Het Indisch leger leek in eerste instantie wel een vreemdelingenlegioen en het bestond voor meer dan de helft uit buitenlanders, waaronder Belgen, Duitsers, Zwitsers, Fransen en zelfs een handjevol Amerikanen. Voor de Atjeh-oorlog (1873-1903) waren veel vrijwilligers nodig en rond 1870 was het handgeld dat een soldaat bij aanmelding ontving even groot als het jaarinkomen van een arbeider, namelijk 300 gulden. De grootste omvang van het Oost-Indisch leger werd in 1898 bereikt toen de nog onbezette buitengebieden, dat wil zeggen:de gebieden buiten het eiland Java met als hoofdkwartier Batavia, veroverd moesten worden: 44000 soldaten, van wie 27000 Indische soldaten en 17000 Nederlanders en andere Europeanen. Onder de arme burgers op het platteland en in de steden werd ook actief geronseld.
De soldaten onder de rang van officier moesten gezond en ongehuwd zijn, tussen de 18 en 36 jaar oud en minimaal 1,55 meter lang. Militairen beneden de rang van officier mochten tot 1920 niet getrouwd zijn. Zij leefden vaak samen met een Indische niet-gewettigde vrouw en hun kinderen in het militaire kampement, de tangsi. De vrouw diende zicht officieel als huishoudster, ofwel njai, te laten inschrijven en verzorgde het huishouden. Overdag ging zij naar de vrouwenloodsen en de kinderen gingen buiten de tangsi naar school. Het hele gezin volgde de leefregels van het militaire regime. Na 1920 mochten ook soldaten in lagere rangen trouwen. Toen rond 1910 de gehele Indische archipel voldoende onder Nederlands bestuur was gebracht, voerde het KNIL voornamelijk nog politiediensten uit.
Koloniale Reserve
Aan het einde van de negentiende eeuw groeide het besef bij de Nederlandse regering dat het aanzien en imago van de koloniale militairen verbeterd moest worden. Om de positie en het niveau van de koloniale soldaat te verbeteren zou hem ook meer geboden worden tijdens en na zijn dienstverband. Allereerst werd aan het kwalitatieve gehalte van de soldaten gewerkt door de selectie- en keuringseisen te verzwaren en de omstandigheden te verbeteren waaronder zij in Indië werkten. Als gevolg van de strengere selectie en het aantrekkelijker maken van de koloniale dienst daalde het aantal buitenlanders dat in het Oost-Indische leger diende rond 1900 en vanaf 1914 werd de aanname van buitenlanders helemaal gestopt.

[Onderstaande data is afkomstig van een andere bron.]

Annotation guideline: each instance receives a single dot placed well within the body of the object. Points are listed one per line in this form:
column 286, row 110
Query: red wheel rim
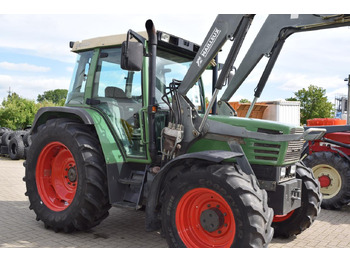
column 56, row 176
column 281, row 218
column 325, row 181
column 193, row 207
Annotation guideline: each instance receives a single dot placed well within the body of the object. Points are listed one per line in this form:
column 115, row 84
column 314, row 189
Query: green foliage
column 244, row 100
column 17, row 112
column 313, row 103
column 57, row 96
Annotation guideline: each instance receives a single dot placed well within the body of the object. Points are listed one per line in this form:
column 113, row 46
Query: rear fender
column 47, row 113
column 214, row 156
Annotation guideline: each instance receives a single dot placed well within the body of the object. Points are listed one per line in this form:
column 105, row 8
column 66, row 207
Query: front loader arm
column 270, row 40
column 224, row 27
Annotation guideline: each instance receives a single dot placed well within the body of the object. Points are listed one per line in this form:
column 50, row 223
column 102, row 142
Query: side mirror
column 132, row 56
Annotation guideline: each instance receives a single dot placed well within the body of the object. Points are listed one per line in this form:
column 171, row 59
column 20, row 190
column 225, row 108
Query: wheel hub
column 212, row 219
column 72, row 174
column 325, row 181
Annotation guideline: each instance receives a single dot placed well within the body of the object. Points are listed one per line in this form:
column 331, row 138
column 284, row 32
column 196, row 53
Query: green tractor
column 135, row 133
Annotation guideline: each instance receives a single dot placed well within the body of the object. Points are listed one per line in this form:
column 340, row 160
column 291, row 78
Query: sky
column 35, row 54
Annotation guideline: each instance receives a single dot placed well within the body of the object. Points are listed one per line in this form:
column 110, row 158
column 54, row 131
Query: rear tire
column 215, row 206
column 66, row 176
column 333, row 172
column 16, row 148
column 301, row 218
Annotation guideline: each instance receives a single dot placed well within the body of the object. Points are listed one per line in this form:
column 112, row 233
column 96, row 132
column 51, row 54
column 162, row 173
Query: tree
column 244, row 100
column 17, row 112
column 57, row 96
column 313, row 103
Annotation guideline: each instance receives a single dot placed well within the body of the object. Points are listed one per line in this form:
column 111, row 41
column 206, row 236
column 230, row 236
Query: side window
column 120, row 95
column 78, row 82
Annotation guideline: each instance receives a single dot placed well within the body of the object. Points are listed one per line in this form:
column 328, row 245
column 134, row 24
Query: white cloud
column 23, row 67
column 30, row 87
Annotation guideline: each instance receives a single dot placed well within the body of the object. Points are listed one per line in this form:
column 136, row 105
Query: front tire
column 215, row 206
column 333, row 172
column 66, row 176
column 298, row 220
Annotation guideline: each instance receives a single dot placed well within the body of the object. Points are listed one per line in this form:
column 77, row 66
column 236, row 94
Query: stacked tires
column 14, row 143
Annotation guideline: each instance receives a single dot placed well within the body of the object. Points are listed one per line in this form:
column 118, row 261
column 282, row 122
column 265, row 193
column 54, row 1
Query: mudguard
column 46, row 113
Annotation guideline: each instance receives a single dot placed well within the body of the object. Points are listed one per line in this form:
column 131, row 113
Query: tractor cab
column 108, row 81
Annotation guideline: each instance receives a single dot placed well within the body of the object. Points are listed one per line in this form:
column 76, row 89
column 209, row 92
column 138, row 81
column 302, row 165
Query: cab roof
column 104, row 41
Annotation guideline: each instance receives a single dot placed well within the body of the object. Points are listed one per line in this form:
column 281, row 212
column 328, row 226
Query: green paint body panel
column 257, row 151
column 109, row 146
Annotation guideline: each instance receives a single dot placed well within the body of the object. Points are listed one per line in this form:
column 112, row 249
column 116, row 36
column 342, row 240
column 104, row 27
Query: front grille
column 264, row 151
column 294, row 147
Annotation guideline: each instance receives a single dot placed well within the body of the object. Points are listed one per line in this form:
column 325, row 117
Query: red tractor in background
column 329, row 159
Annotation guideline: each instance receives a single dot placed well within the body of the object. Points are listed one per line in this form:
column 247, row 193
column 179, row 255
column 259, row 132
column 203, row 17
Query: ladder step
column 129, row 181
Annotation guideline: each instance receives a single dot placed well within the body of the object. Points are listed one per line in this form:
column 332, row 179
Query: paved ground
column 123, row 228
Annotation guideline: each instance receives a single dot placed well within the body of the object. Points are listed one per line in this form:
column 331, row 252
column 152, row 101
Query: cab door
column 119, row 96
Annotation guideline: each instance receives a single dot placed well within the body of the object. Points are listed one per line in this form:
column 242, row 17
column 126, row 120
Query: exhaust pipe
column 152, row 54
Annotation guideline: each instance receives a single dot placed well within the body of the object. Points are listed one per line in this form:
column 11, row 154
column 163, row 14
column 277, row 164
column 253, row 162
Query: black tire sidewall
column 304, row 216
column 17, row 142
column 59, row 219
column 203, row 179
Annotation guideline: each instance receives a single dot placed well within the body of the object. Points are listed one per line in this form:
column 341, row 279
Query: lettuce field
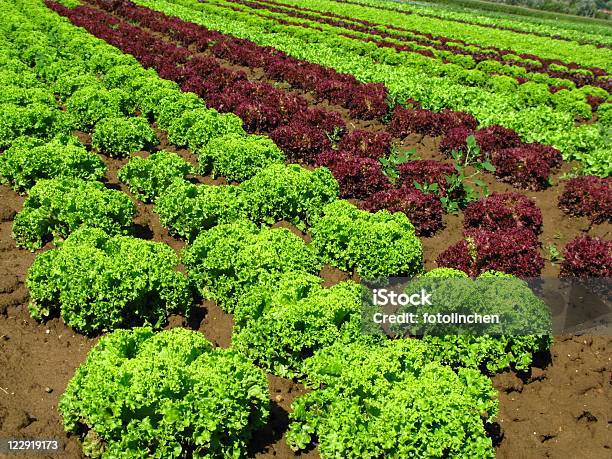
column 197, row 197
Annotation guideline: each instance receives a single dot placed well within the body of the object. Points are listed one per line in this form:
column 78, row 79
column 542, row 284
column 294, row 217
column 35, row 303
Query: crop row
column 489, row 59
column 305, row 136
column 540, row 27
column 587, row 55
column 165, row 410
column 470, row 70
column 536, row 122
column 142, row 393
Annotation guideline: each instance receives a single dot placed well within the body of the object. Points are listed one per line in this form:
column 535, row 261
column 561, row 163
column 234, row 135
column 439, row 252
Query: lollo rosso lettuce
column 512, row 251
column 30, row 160
column 390, row 400
column 170, row 394
column 98, row 282
column 58, row 207
column 374, row 245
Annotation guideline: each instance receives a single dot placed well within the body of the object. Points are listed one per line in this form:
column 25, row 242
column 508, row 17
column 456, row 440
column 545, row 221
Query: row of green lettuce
column 586, row 143
column 169, row 394
column 585, row 30
column 544, row 47
column 491, row 75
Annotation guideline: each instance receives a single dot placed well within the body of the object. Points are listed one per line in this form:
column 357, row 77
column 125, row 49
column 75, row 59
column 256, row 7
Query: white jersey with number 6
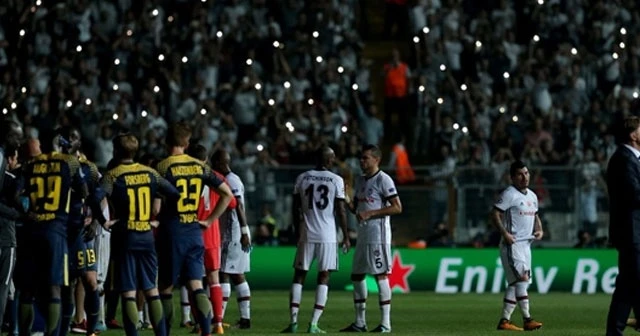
column 317, row 190
column 373, row 193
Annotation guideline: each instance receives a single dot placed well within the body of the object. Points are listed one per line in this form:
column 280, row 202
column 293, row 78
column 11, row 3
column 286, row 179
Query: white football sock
column 523, row 298
column 321, row 300
column 360, row 302
column 384, row 296
column 186, row 306
column 294, row 304
column 509, row 302
column 226, row 292
column 244, row 300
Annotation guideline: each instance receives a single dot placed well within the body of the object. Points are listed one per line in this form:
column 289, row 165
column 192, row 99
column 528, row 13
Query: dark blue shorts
column 181, row 260
column 82, row 256
column 134, row 270
column 48, row 259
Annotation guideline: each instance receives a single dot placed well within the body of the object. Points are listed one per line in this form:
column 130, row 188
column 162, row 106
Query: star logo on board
column 399, row 277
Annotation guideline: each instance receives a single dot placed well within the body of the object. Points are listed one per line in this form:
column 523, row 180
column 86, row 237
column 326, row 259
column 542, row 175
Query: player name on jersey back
column 317, row 190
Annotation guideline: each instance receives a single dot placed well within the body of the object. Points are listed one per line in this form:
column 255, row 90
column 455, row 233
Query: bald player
column 318, row 199
column 236, row 243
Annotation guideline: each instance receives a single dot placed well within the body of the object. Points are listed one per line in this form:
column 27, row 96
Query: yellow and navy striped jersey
column 49, row 180
column 188, row 175
column 131, row 189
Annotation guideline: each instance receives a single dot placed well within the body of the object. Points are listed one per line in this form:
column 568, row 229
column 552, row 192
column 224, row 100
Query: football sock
column 53, row 317
column 26, row 316
column 226, row 292
column 67, row 310
column 129, row 316
column 244, row 300
column 91, row 306
column 101, row 309
column 294, row 303
column 523, row 298
column 186, row 306
column 360, row 302
column 203, row 310
column 156, row 315
column 167, row 307
column 215, row 295
column 384, row 295
column 509, row 302
column 321, row 300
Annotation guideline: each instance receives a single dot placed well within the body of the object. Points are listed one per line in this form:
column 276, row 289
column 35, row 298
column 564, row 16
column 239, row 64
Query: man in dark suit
column 623, row 182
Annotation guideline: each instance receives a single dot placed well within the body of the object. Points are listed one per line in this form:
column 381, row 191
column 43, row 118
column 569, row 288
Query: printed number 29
column 323, row 192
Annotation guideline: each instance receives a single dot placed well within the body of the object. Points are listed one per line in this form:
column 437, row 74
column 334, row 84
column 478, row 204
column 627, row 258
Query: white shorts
column 326, row 255
column 233, row 260
column 372, row 259
column 516, row 261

De oprichting bij Koninklijk Besluit op 24 augustus van 1890 van een zogenoemde Koloniale Reserve had een tweeledig doel. Het eerste doel was militair van aard: de Reserve verzorgde de regelmatige aanvulling en versterking van de troepen in de Oost door het uitzenden van aanvullingsdetachementen, officieel suppletie-troepen geheten. Ten tweede was er een sociale taak: het voorkomen dat de in Nederland terugkerende militairen die zonder of met een gering pensioen terugkeerden in de burgermaatschappij aan lager wal raakten. Dit was vaak het geval. Noodgedwongen gingen ze dan soms weer in dienst. In oktober 1890 werd in Zutphen een herstellingsafdeling voor zieke uit Indië terugkerende soldaten gevormd. Verder werd in april 1891 de eerste valide afdeling van de Koloniale Reserve in Nijmegen opgericht en enige tijd later ook een in Maastricht. Het eerste detachement aanvullingstroepen vertrok op 24 december 1892 naar Indië.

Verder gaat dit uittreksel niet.